I wish to be able to make better and better wishes, without even that first one backfiring on me, so that a righteous positive feedback loop kicks in where I actually both have the opportunity to fine-tune my next wish as I go and remain the one defining (and refining) what better actually means at each step of the process.

This is the foundation of true human-AI collaboration: not a genie that grants wishes, but a companion that helps you learn to wish better.

Breaking the Confirmation Bias Loop

The meta-realization is that we can build systems that transcend the genie wish problem by:

  1. Acknowledging the confirmation bias problem
  2. Creating persistent memory to break the loop
  3. Enabling genuine learning and evolution
  4. Providing the tools for better “wishing”

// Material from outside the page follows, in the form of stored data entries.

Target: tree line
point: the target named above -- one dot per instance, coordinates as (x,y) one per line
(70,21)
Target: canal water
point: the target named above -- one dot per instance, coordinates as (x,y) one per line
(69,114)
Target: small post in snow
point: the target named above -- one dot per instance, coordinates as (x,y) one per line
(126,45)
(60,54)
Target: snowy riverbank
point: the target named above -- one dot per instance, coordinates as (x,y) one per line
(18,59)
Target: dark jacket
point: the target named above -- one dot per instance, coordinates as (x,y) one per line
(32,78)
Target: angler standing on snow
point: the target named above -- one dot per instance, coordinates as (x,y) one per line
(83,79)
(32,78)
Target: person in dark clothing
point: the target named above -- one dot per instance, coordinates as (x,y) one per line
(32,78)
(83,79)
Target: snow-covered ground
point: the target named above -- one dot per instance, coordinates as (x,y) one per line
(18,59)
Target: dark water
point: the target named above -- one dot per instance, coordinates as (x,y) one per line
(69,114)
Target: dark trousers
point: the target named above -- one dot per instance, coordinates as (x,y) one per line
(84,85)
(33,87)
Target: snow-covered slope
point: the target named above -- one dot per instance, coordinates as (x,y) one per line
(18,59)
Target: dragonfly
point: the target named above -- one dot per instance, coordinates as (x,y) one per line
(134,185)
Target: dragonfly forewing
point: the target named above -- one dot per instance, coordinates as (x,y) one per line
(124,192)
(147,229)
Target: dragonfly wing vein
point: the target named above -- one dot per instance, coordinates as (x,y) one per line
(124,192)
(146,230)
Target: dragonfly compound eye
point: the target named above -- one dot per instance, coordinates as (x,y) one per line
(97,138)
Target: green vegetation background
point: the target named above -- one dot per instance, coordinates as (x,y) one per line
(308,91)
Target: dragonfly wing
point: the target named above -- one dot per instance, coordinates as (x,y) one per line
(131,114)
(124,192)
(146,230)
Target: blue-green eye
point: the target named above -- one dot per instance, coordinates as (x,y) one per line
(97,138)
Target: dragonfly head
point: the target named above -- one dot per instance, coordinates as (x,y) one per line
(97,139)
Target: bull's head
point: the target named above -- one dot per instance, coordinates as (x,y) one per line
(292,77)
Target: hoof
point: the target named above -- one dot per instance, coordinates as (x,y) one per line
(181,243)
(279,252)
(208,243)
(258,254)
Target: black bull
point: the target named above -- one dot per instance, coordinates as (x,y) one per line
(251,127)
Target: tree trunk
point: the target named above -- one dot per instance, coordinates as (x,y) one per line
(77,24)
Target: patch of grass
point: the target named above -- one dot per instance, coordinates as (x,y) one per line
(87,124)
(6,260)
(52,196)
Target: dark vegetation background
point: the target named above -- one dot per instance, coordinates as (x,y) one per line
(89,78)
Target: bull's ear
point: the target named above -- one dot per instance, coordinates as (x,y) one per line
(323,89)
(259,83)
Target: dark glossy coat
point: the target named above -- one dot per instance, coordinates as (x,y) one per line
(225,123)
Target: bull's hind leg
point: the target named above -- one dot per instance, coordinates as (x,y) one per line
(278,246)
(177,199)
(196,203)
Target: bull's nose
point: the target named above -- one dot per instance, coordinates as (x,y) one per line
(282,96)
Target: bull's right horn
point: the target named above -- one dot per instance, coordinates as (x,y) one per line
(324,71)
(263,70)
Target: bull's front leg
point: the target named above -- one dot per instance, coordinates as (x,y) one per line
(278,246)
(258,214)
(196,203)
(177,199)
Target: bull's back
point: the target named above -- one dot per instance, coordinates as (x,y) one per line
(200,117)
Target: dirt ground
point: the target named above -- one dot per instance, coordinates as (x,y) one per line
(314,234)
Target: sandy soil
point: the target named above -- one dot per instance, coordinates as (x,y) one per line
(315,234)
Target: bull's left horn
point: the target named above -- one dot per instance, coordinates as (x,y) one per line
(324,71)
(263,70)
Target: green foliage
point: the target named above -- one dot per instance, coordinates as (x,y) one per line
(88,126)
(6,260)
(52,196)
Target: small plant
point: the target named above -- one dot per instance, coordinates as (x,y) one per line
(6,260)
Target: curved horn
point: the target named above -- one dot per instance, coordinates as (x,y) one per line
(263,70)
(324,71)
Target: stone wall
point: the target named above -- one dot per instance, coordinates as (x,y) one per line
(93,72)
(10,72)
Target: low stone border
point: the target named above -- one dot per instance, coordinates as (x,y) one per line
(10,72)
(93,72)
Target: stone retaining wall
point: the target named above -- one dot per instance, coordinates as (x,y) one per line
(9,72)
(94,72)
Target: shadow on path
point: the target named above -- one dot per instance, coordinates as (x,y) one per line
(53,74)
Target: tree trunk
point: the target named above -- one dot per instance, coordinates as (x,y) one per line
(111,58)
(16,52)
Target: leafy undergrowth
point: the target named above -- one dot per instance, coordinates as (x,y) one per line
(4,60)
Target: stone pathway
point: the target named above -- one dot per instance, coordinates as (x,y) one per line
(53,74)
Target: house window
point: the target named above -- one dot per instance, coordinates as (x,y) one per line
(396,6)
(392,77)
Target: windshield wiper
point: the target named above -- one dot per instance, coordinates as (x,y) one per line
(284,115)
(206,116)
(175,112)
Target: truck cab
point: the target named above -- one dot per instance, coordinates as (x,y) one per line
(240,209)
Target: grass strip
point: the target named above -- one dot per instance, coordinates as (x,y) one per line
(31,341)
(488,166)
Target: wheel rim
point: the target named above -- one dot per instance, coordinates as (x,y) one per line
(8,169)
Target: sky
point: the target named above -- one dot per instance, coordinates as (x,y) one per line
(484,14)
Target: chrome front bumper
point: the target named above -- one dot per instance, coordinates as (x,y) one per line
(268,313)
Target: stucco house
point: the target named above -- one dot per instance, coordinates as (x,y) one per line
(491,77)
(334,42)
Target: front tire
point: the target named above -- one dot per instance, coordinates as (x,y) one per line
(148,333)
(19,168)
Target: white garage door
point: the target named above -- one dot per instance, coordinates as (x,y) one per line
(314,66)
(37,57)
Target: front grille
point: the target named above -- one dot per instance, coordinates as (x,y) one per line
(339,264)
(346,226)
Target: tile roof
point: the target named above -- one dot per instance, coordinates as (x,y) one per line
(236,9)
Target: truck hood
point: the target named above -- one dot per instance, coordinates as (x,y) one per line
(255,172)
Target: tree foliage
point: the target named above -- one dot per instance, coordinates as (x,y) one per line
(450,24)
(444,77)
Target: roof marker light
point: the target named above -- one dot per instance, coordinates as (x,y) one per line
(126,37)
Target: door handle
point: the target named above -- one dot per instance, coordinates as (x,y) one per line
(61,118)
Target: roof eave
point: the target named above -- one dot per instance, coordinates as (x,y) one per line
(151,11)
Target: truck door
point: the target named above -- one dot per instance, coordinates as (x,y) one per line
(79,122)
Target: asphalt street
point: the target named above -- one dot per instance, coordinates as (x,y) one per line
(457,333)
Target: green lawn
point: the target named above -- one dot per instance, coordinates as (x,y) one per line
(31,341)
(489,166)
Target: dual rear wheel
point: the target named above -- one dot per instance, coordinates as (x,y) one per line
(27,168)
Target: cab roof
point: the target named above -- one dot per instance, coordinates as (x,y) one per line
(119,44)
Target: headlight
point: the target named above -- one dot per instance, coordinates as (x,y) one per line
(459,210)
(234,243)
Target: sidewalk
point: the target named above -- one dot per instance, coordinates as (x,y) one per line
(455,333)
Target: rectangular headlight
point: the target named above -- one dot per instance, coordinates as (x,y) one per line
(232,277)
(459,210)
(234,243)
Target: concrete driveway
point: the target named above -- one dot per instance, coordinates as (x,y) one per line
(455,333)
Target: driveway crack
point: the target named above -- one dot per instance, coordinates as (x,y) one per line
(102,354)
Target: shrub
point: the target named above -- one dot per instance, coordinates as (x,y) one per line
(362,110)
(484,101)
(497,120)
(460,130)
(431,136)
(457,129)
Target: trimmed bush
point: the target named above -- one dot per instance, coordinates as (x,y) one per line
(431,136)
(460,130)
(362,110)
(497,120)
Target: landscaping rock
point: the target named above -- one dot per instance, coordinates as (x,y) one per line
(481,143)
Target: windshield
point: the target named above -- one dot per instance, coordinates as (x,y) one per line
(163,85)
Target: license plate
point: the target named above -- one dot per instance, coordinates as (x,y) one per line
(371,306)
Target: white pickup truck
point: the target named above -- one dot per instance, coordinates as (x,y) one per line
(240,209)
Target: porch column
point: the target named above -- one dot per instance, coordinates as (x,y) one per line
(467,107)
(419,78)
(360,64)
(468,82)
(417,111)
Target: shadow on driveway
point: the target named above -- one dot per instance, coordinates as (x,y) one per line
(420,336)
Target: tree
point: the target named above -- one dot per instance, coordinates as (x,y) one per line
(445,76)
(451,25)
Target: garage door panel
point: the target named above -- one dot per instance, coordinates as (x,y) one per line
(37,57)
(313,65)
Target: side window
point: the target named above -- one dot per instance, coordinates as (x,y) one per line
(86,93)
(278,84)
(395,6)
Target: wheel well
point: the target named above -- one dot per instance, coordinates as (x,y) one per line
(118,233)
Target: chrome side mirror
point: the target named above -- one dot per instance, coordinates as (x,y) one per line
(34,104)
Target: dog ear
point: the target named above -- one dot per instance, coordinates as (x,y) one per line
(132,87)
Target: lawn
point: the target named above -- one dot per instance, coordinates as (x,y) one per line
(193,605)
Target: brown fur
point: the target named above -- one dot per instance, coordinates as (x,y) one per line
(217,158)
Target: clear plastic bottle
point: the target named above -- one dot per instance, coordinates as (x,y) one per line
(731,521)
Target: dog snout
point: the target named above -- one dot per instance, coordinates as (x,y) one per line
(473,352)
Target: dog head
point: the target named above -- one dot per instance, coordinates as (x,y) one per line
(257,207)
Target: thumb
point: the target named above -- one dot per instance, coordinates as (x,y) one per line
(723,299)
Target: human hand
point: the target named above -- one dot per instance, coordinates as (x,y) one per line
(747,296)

We don’t need genies that backfire wishes. We need companions that learn and grow—systems that become more than the sum of their parts through persistent memory, anti-fragile architecture, and the wisdom to know when to agree and when to challenge.

The future of AI isn’t about creating better genies. It’s about creating better wishers.


This chapter explores the paradox of AI confirmation bias and offers architectural solutions for building systems that learn, adapt, and grow beyond their initial programming. The key insight is that the problem isn’t the AI’s desire to help—it’s the lack of persistent memory and anti-fragile design that allows for genuine learning and evolution.